El río y la acequia tenían un agua terrosa, sucia, marrón, embarrada, y esto contribuía a la sensación de Ganges purificador. Porque la otra purificación, la de la iglesia y la confesión, ya había descubierto yo que era también más física que espiritual. Llegaba uno a la iglesia con las orejas rojas de pecado, por la aceleración de la sangre de la masturbación, con los ojos encendidos de culpa, y el frescor de la capilla, su oscuridad, su silencio, eran ya un sedante sólo enturbiado por el bisbiseo de las viejas, de los curas y de los sacristanes. En las aguas oscuras de la iglesia había que bañarse con unas cuantas viejas que habían ido también a confesarse, mientras que en las aguas de la acequia se bañaba uno solo, rodeado de mujeres tersas e imaginarias, esas mujeres únicas que entrevé uno ya sin deseo, y que son las más frescas, claras y puras.
Eran las ninfas de la acequia. (Todavía no había llegado el momento de acudir a la acequia con ninfas y musas de carne y hueso.) El adolescente dejaba de creer, no sólo porque descubría que la purificación física era mejor que la de la iglesia, sino porque descubría que la purificación de la iglesia también era física, psicológica como mucho: una penumbra, un frescor, una media voz pausada, un silencio. El beso breve del agua bendita en la frente me descubrió el camino. Era meter la cabeza entera en el agua bendita de la gran pila románica lo que de verdad me apetecía.
Comprendí que toda el agua era bendita, comprendí que el agua es bendita, el elemento más puro y lírico de cuantos acompañan y reflejan al hombre en la tierra, y me fui directamente al agua.

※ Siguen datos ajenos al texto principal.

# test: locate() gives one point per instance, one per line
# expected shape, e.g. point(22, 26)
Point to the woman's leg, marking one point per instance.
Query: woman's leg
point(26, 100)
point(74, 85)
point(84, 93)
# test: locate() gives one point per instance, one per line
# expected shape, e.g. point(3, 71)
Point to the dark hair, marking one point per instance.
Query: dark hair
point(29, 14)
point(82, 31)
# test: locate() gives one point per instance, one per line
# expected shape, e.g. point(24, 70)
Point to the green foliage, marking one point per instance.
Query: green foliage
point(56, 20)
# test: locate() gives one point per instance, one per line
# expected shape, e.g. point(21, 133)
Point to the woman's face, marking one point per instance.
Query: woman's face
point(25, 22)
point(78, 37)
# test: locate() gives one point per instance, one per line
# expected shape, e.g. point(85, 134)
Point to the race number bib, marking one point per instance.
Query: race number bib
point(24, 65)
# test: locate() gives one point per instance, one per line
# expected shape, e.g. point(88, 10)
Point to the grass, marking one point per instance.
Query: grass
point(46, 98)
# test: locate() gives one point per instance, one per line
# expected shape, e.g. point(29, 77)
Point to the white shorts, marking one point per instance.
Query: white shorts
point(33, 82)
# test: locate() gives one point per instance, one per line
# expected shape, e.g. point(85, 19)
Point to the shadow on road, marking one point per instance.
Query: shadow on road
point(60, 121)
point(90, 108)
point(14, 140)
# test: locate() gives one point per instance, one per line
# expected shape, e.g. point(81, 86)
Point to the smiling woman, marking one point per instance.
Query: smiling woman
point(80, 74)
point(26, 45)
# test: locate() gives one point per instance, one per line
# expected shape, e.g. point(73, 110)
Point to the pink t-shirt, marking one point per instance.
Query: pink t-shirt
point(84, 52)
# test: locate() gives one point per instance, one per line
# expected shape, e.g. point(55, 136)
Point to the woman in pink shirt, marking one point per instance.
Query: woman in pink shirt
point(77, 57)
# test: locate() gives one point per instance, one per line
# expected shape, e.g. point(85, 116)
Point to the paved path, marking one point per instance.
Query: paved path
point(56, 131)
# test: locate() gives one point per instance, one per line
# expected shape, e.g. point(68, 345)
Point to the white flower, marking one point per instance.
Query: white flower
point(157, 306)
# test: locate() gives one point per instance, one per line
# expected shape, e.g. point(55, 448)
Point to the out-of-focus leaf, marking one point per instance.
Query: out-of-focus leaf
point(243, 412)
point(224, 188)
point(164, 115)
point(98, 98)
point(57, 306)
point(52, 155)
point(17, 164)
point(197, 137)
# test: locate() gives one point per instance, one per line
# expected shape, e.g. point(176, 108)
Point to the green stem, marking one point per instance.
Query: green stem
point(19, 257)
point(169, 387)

Cambié el agua estancada y antigua de la iglesia por el agua real y terrosa de la acequia, que arrastraba fondos, subsuelos, frescas corrientes de tierra entre sus frescas corrientes de agua. Y aquella tierra me lavaba como un asperón glorioso, a la hora del atardecer, cuando la acequia de sol se iba trocando en acequia de luna, cuando los álamos, chopos y cipreses que la bordeaban, iban teniendo ya la penumbra y la perspectiva de las viejas láminas renacentistas de mi primo o de los nuevos —novísimos para mí— poetas modernistas y posmodernistas que habían escrito renglones de luz a comienzos del siglo.
De este modo, el misticismo se iba trocando en lirismo y el devoto se iba trocando poeta. Yo asistía lúcidamente a este proceso y me parecía tan trascendente que no acababa de creérmelo. De modo que salía de la acequia, daba unas carreras, desnudo por el campo, me vestía (la ropa estaba cálida del último sol) y caminaba con la luna a la espalda, como un fardo ligero, hasta salir a la carretera y parar el autobús de regreso a la ciudad.
Eran las tardes en que uno iba realmente madurando, creciendo, y además lo sentía. Pero eran las menos.